Latest update February 16th, 2025 7:49 PM
Oct 25, 2017 News
Norway (chron.com) – With $2.7 billion in oilfield sales this week, Hess Corp. is making a calculated bet, giving up steady production today to help fund what could be one of the world’s biggest discoveries into the next decade.
The oil explorer with operations on five continents said Tuesday, that it’s selling North Sea assets off Norway for $2 billion and seeking a buyer for wells off of Denmark. The news came a day after Hess sold drilling rights in offshore Equatorial Guinea for $650 million.
Counting a June deal to sell properties in Texas, the New York-based company has sold off almost $3.3 billion in assets this year.
With the makeover, Hess is building a war chest to help develop a discovery off the coast of Guyana in South America that may hold the equivalent of 2.5 billion barrels of oil, according to company estimates.
Its partner in the project, Exxon Mobil Corp., has said the initial building phase may cost $4.4 billion and take until 2020 to deliver its first oil. The payoff: More than a decade of growth for Hess shareholders.
The divestments “all make strategic sense” and “will help bridge the sizable funding gap that Hess faces over the next few years,” Capital One Securities analyst Phillips Johnston said in a note to clients Tuesday.
“These assets have not been competing for capital, so by monetizing them, Hess will prefund part of the development of its major Guyana discoveries.”

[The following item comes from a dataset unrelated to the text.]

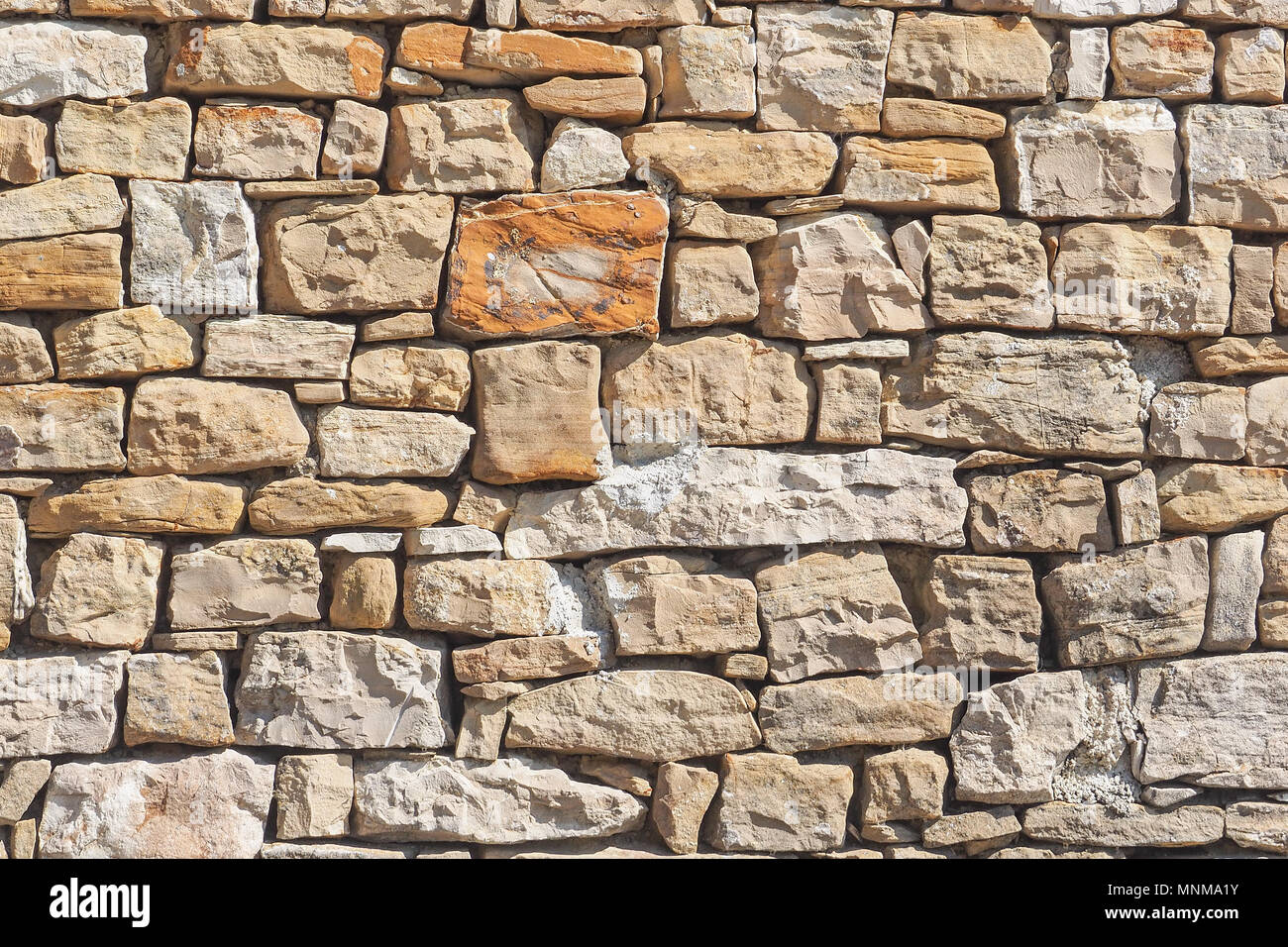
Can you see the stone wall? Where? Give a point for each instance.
(643, 427)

Still, there’s a trade-off, Johnston said. Hess is giving up operations that produced 16 percent of its total oil volumes and almost a quarter of its earnings before interest, taxes, depreciation and amortization, he said.

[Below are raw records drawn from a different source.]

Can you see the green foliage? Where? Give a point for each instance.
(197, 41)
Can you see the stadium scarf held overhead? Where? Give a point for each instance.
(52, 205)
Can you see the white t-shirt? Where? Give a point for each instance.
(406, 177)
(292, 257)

Hess is due to announce its third-quarter earnings on Wednesday. After opening the day up, the shares fell 2.4 percent to $44.14 at 12:34 p.m. in New York trading. Before Tuesday, the shares had fallen 27 percent for the year, putting them among the ten worst performances on the S&P 500 Energy Index.
An aerial view of the Tubular Bells production facility, which is operated by Hess. Chevron has a working interest in the project.

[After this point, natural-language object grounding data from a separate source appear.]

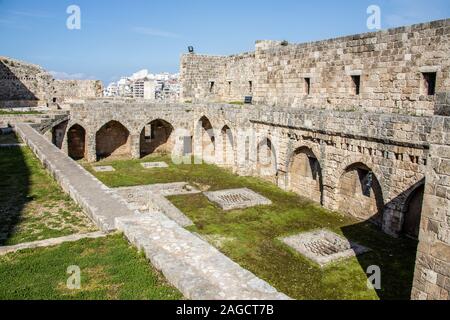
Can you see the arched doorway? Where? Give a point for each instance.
(76, 142)
(58, 133)
(360, 194)
(413, 212)
(113, 139)
(207, 140)
(227, 146)
(156, 138)
(305, 175)
(266, 165)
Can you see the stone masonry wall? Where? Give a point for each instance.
(23, 84)
(27, 85)
(393, 147)
(233, 77)
(432, 276)
(67, 90)
(390, 65)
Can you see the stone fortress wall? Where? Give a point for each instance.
(391, 67)
(380, 155)
(27, 85)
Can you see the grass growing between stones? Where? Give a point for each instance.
(32, 205)
(110, 269)
(250, 236)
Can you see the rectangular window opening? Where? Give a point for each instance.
(356, 84)
(308, 86)
(429, 83)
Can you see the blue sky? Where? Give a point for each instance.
(120, 37)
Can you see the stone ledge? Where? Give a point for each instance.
(196, 268)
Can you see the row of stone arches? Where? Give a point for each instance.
(114, 139)
(358, 191)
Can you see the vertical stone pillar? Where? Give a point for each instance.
(91, 152)
(432, 274)
(135, 147)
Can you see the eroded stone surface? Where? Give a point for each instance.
(237, 198)
(324, 246)
(104, 169)
(196, 268)
(154, 165)
(151, 198)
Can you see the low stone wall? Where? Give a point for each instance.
(196, 268)
(100, 203)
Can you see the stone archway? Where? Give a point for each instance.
(413, 212)
(156, 137)
(266, 164)
(228, 158)
(58, 133)
(305, 175)
(76, 142)
(113, 139)
(360, 194)
(207, 140)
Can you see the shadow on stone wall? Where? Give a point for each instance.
(396, 258)
(14, 189)
(14, 89)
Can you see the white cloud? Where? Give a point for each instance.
(74, 76)
(155, 32)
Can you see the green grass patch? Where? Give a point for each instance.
(32, 205)
(250, 236)
(110, 269)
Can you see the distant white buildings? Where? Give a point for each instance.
(147, 86)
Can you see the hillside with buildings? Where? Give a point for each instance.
(147, 86)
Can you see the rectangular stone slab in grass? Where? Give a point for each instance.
(154, 165)
(104, 169)
(324, 246)
(237, 199)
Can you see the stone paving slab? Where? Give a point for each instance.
(195, 267)
(191, 264)
(100, 203)
(50, 242)
(104, 169)
(154, 165)
(323, 246)
(12, 145)
(150, 198)
(237, 198)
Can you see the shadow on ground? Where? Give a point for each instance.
(395, 257)
(14, 188)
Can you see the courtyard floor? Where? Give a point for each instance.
(251, 236)
(32, 205)
(110, 269)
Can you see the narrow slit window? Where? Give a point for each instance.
(307, 86)
(356, 84)
(429, 83)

Hess had telegraphed its North Sea sales, so investors may have discounted some of the gains, said Charles Robertson, a Cowen & Co. analyst in New York. The total sales proceeds are also more than the explorer’s projected share of the Guyana project, and some may question whether the company was selling too much, he wrote in a research note. Hess has estimated that its share of the project’s initial phase will be about $1 billion.
Robertson sees other uses for the money as well. It could help Hess expand drilling in the Bakken shale basin in North Dakota, the analyst said, and with exploration in Guyana set to continue, “These sales give Hess financial flexibility to develop future discoveries.”
Hess, in a statement, said there would be other benefits: $500 million of the proceeds will be used to retire debt next year and the company also gets to cancel $3.2 billion in liabilities for closing and cleaning up the operations it’s selling.
Hess also announced a goal of cutting $150 million in annual expenses, a plan that will lower its per-barrel production costs 30 percent by 2020, it said.
“We are focusing our portfolio on higher return assets and reducing our break-even oil price,” Chief Executive Officer John Hess.